Control of T cell antigen reactivity via programmed TCR downregulation

Abstract

The T cell antigen receptor (TCR) is unique in that its affinity for ligand is unknown before encounter and can vary by orders of magnitude. How the immune system regulates individual T cells that display very different reactivity to antigen remains unclear. Here we found that activated CD4(+) T cells, at the peak of clonal expansion, persistently downregulated their TCR expression in proportion to the strength of the initial antigen recognition. This programmed response increased the threshold for cytokine production and recall proliferation in a clone-specific manner and ultimately excluded clones with the highest antigen reactivity. Thus, programmed downregulation of TCR expression represents a negative feedback mechanism for constraining T cell effector function with a suitable time delay to thereby allow pathogen control while avoiding excess inflammatory damage.

Figure 1

C7 and C24 are TCR transgenic CD4⁺ T cells with intermediate and very high avidity for ESAT6(1–20). (a) Flow cytometry showing I-A^b–ESAT6(1–20) tetramer binding of naïve C7 and C24 T cells stained with different tetramer concentrations. The level of TCRβ and CD3ε expression is shown as a control. (b) Quantification of ESAT6(1–20) tetramer binding as a function of tetramer concentration. Tetramer binding was quantified using the median fluorescence intensity (MFI) and normalized to C24. (c) Flow cytometry showing ESAT6(1–20) tetramer dissociation of naïve C7 and C24 T cells stained with 50 µg mL⁻¹ tetramer. (d) Quantification of ESAT6(1–20) tetramer dissociation as a function of time. (e) Flow cytometry showing CFSE dilution of C7 and C24 T cells activated in vitro with different ESAT6(1–20) peptide concentrations for 4 days. (f) Flow cytometry showing ESAT6(1–20) tetramer binding of C7 and C24 T cells, as well as endogenous CD4⁺ T cells stained with 50 µg mL⁻¹ tetramer. The latter cells were pulled-down from the lungs of a representative C57BL/6J (B6) mouse, 28 days after infection with M. tuberculosis. Data are from one experiment representative of two independent experiments (mean + s.d. of n = 3 male mice per group (d) or n = 5 male mice per group (f)).

Figure 2

Differential capacity of C7 and C24 T_H1 cells to control M. tuberculosis infection. (a) Blood frequency of mice that received 5 × 10⁶ CD90.1⁺ C7 or C24 T_H1 cells, which had been activated in vitro for 4 days, following which the mice were infected with M. tuberculosis (b) Lung bacterial burden of T cell recipients described in a, 16 days after infection. ‘No transfer’ mice did not receive any T cells.

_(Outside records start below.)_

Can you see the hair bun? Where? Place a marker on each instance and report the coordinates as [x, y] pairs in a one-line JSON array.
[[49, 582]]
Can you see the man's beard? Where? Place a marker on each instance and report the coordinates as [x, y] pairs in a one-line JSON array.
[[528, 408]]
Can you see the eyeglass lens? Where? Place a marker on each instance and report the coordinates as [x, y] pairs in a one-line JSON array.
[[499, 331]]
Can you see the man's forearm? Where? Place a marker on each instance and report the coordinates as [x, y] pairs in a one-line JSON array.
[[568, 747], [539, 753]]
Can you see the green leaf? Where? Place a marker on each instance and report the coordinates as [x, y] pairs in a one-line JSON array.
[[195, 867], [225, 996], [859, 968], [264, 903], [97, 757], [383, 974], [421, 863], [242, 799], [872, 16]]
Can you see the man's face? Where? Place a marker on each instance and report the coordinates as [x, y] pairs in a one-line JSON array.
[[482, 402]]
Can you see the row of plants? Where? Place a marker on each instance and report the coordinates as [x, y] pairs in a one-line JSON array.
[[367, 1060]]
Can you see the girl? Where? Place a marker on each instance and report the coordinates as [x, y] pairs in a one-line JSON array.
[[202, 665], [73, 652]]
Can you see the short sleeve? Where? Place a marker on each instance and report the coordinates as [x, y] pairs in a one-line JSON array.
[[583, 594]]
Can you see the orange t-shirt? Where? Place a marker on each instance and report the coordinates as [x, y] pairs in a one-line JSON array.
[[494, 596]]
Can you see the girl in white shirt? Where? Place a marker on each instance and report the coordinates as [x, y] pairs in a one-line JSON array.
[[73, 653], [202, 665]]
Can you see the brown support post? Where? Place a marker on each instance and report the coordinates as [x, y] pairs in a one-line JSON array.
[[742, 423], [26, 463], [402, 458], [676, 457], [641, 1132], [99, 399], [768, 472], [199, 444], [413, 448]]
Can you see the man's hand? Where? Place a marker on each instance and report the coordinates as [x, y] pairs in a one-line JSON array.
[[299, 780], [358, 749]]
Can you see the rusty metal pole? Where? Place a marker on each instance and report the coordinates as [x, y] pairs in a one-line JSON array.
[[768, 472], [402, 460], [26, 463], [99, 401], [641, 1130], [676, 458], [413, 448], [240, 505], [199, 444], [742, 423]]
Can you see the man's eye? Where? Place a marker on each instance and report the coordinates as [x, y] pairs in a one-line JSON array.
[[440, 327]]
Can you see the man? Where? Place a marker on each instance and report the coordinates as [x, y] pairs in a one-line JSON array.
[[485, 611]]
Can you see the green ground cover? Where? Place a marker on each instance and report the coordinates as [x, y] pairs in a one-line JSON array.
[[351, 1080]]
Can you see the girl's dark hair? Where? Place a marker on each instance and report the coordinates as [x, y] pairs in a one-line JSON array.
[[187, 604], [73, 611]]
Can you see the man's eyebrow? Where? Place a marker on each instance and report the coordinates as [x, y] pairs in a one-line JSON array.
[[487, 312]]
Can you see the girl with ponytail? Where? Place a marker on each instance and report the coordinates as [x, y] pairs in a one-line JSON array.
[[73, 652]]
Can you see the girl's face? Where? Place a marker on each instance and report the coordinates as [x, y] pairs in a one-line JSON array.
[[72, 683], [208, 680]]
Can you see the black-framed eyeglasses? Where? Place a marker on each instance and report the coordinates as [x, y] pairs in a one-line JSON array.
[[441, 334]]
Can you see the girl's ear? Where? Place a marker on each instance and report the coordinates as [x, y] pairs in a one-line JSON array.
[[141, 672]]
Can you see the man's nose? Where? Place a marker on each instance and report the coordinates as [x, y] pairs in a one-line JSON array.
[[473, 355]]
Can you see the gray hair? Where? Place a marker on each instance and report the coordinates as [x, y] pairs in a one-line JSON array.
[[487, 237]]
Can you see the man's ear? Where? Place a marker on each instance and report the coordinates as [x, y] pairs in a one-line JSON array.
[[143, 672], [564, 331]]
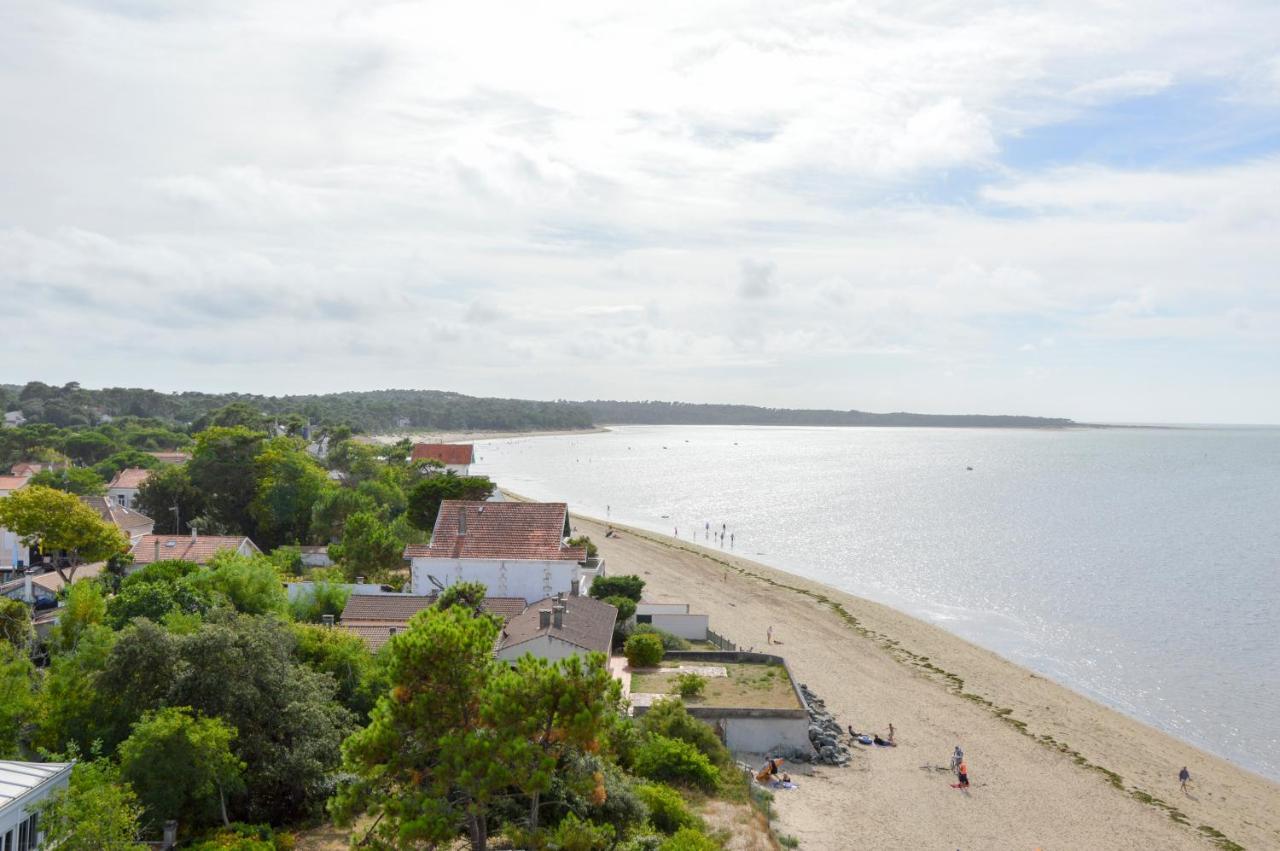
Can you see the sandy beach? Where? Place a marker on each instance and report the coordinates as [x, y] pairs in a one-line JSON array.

Horizontal bars depict geometric mean. (c,d) Flow cytometry showing TCRβ and CD44 expression of lung C7 and C24 T_H1 cells from the recipient mice described in b. Individual flow plots are shown in c and aggregate data are shown in d. Endogenous CD4⁺ T cells were identified as CD90.1⁻ CD4⁺ T cells. Antibody binding was quantified using the MFI and normalized to the signal obtained for endogenous CD4⁺ T cells. Horizontal bars depict geometric mean. * P < 0.001 (unpaired two-tailed Student’s t test). Data are from one experiment representative of three independent experiments (mean + s.d. of n = 5 female mice per group (a)).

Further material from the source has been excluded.